Dr. Wendy Hulko, School of Education and Social Work
Researchers at TRU are embarking on a collaborative project with Interior Health (IH) to explore older adults’ views on the repositioning IH is currently undertaking to support well-being and independent living for those living with chronic health conditions. This research will provide a perspective that could guide future decisions on the restructuring of health resources, with the goal of managing chronic conditions in the community to avoid putting additional pressure on emergency rooms. More information on Hulko’s research will be released next week.
Dr. Karl Larsen, Natural Resource Science
Work in Dr. Karl Larsen’s lab has long provided vital information about where rattlesnakes spend the winter, but only recently are scientists beginning to understand how complex their summer movements may be. This summer, in the south Okanagan, Larsen and a team of graduate student researchers are looking at how rattlesnakes are impacted when they use habitat also used by humans.
Dr. Lauch Fraser, Natural Reource Science, NSERC Industrial Chair candidate
Humans depend upon high levels of ecosystem biodiversity, but due to climate change and changes in land use, biodiversity loss is greater now than at any time in human history. Now, thanks to the findings published in Science, the world’s leading journal for cutting-edge research, Dr. Lauchlan Fraser and his co-authors show a link between plant biomass and species richness in grassland ecosystems—the highest diversity is found at intermediate levels of plant biomass.
Dr. Michelle Seibel and Dr. Florriann Fehr, School of Nursing
The field of nursing exemplifies compassion and empathy, but workplace bullying is a serious issue affecting the profession. School of Nursing faculty Drs. Michelle Seibel and Florriann Fehr are using innovative techniques to prevent bullying at its roots.

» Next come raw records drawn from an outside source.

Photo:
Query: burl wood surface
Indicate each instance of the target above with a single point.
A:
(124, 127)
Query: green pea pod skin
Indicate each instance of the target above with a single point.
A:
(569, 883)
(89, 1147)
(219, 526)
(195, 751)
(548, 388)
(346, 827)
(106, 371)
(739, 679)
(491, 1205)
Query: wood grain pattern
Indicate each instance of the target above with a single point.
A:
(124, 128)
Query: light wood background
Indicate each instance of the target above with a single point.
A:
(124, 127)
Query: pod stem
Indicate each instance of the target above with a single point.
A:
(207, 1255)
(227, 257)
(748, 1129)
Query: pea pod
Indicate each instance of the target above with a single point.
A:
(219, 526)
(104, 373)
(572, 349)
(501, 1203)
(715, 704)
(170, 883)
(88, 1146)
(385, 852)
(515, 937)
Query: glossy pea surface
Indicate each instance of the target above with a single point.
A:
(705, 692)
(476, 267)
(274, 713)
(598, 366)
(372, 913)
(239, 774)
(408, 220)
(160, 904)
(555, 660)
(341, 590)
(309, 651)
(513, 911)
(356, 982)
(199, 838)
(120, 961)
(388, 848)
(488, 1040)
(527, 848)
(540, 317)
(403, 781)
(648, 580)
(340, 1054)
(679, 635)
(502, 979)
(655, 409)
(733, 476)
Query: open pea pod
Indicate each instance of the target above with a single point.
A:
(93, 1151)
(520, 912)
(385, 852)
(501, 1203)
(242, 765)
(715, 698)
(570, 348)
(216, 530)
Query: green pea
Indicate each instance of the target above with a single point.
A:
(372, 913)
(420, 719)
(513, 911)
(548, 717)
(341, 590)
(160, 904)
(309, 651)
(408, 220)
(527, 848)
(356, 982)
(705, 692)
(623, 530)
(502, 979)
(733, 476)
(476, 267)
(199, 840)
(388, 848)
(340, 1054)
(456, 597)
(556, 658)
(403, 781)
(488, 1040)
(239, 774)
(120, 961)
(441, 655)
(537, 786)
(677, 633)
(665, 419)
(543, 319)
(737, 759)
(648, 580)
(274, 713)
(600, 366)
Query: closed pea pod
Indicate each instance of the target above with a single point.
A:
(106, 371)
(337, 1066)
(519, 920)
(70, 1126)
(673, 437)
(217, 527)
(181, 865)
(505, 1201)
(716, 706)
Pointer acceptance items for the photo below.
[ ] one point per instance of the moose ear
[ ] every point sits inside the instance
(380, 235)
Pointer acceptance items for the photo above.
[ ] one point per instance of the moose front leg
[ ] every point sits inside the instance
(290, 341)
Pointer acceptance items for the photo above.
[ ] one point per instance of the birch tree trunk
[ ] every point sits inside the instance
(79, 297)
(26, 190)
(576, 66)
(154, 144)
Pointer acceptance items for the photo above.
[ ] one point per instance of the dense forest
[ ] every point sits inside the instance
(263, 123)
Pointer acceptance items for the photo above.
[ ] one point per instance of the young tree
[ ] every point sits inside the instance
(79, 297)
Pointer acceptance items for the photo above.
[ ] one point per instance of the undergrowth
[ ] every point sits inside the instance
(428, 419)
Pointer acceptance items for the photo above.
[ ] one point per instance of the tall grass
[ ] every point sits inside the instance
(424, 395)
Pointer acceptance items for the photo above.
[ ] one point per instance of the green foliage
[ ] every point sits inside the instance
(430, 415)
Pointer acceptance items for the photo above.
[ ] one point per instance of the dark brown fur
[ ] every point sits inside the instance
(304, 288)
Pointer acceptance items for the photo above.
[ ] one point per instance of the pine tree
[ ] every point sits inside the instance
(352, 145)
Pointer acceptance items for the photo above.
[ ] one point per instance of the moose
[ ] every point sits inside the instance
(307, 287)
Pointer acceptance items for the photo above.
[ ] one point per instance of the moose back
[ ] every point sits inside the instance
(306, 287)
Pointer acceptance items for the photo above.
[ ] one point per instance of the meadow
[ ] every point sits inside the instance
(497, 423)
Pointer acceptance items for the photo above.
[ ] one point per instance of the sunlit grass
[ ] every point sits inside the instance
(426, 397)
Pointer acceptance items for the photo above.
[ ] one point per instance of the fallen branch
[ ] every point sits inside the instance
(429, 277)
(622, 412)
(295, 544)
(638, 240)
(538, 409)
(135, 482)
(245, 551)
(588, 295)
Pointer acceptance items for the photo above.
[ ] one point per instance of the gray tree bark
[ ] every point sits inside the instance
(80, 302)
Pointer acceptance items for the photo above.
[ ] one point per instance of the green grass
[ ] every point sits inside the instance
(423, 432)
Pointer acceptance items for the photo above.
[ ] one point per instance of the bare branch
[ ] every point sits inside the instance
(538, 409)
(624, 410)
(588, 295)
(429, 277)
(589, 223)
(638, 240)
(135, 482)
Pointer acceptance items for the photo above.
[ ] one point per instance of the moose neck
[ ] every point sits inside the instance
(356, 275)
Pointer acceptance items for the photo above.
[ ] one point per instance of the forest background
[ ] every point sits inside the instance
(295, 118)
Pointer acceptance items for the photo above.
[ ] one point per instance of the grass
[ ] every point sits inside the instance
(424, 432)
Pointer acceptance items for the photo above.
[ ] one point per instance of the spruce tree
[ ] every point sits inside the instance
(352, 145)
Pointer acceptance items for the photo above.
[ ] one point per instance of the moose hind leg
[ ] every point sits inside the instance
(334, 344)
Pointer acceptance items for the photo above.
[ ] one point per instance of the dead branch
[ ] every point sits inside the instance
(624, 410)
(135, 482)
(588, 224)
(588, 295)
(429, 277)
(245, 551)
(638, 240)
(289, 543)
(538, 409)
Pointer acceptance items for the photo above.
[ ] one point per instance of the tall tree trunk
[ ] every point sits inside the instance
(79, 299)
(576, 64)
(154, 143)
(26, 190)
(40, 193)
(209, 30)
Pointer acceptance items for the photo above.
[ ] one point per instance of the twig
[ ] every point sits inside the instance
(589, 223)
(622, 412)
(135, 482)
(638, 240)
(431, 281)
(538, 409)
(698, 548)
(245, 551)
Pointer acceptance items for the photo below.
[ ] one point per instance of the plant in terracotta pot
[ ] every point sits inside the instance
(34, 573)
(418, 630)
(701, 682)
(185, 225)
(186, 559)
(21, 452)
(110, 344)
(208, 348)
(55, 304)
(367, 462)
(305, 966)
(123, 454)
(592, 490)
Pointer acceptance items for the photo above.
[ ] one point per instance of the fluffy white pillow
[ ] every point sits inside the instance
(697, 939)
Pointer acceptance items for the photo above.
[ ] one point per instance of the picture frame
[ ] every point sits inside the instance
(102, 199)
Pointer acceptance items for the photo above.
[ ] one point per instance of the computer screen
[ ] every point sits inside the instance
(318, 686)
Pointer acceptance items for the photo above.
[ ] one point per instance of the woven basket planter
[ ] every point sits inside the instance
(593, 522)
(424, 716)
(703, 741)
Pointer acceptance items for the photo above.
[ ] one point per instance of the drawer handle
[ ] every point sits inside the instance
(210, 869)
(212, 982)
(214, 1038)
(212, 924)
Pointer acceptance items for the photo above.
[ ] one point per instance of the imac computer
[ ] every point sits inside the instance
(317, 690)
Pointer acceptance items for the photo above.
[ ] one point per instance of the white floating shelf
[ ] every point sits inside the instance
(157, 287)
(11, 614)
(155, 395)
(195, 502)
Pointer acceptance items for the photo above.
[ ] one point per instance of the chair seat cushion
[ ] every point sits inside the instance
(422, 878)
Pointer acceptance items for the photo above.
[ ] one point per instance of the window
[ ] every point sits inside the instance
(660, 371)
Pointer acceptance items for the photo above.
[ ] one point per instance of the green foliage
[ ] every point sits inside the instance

Dr. John Church, Faculty of Science
Dr. John Church’s research program began with an investigation into the use of drones to track cattle over rangeland, but the scope has since expanded. Now, drones can be equipped with infrared cameras to detect sick or diseased animals, and he has begun investigating the value of using the technology to manage pastures, giving ranchers a better idea about the health of their range.